V(r)= 4/3r^3
Do these transformations:
Horizontal shift to the right 2 units
Vertical dilation of 3
Vertical shift up 1 unit
To perform these transformations on the function V(r) = 4/3r^3:
1. Horizontal shift to the right 2 units:
We need to replace r with (r - 2) to achieve a horizontal shift to the right by 2 units.
V(r) = 4/3(r - 2)^3
2. Vertical dilation of 3:
We need to multiply the entire function by 3 to achieve a vertical dilation of 3.
V(r) = 3 * 4/3(r - 2)^3
Simplifying,
V(r) = 4(r - 2)^3
3. Vertical shift up 1 unit:
We need to add 1 to the function to achieve a vertical shift up by 1 unit.
V(r) = 4(r - 2)^3 + 1
Therefore, the transformed function is V(r) = 4(r - 2)^3 + 1.
To apply the given transformations to the equation V(r) = (4/3)r^3, follow these steps:
1. Horizontal shift to the right 2 units:
To shift the graph horizontally to the right, subtract the desired amount from the variable inside the equation.
V(r) = (4/3)(r - 2)^3
2. Vertical dilation of 3:
To vertically dilate the graph, multiply the equation by the desired factor.
V(r) = 3(4/3)(r - 2)^3
Simplifying, we get:
V(r) = 4(r - 2)^3
3. Vertical shift up 1 unit:
To shift the graph vertically, add the desired amount to the equation.
V(r) = 4(r - 2)^3 + 1
The final transformed equation is V(r) = 4(r - 2)^3 + 1.

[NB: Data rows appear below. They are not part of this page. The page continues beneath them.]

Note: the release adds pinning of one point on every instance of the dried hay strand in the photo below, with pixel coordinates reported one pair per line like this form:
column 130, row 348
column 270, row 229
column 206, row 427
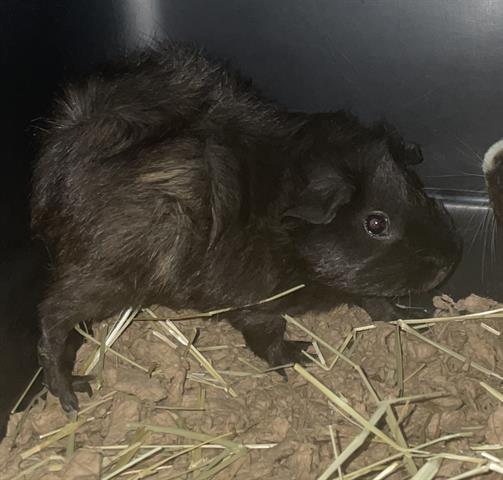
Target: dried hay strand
column 179, row 397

To understand the transformations on the function V(r) = (4/3)r^3, let's break it down step by step.
1. Horizontal shift to the right 2 units:
To shift the graph horizontally, you need to replace the variable r with (r - h), where h is the amount of units you want to shift. In this case, the function becomes V(r - 2) = (4/3)(r - 2)^3. So, the original function has been shifted to the right 2 units.
2. Vertical dilation of 3:
To perform a vertical dilation, you need to multiply the entire function by a constant. In this case, we need to multiply V(r - 2) by 3. The resulting function would be 3V(r - 2) = 3(4/3)(r - 2)^3 = 4(r - 2)^3. So, the original function has been vertically dilated by a factor of 3.
3. Vertical shift up 1 unit:
To shift the graph vertically, you need to add a constant to the function. In this case, we need to add 1 to 3V(r - 2). The final transformed function would be 3V(r - 2) + 1 = 4(r - 2)^3 + 1. So, the original function has been shifted up 1 unit.
Therefore, the transformed function is V(r) = 4(r - 2)^3 + 1 after applying a horizontal shift to the right 2 units, a vertical dilation of 3, and a vertical shift up 1 unit.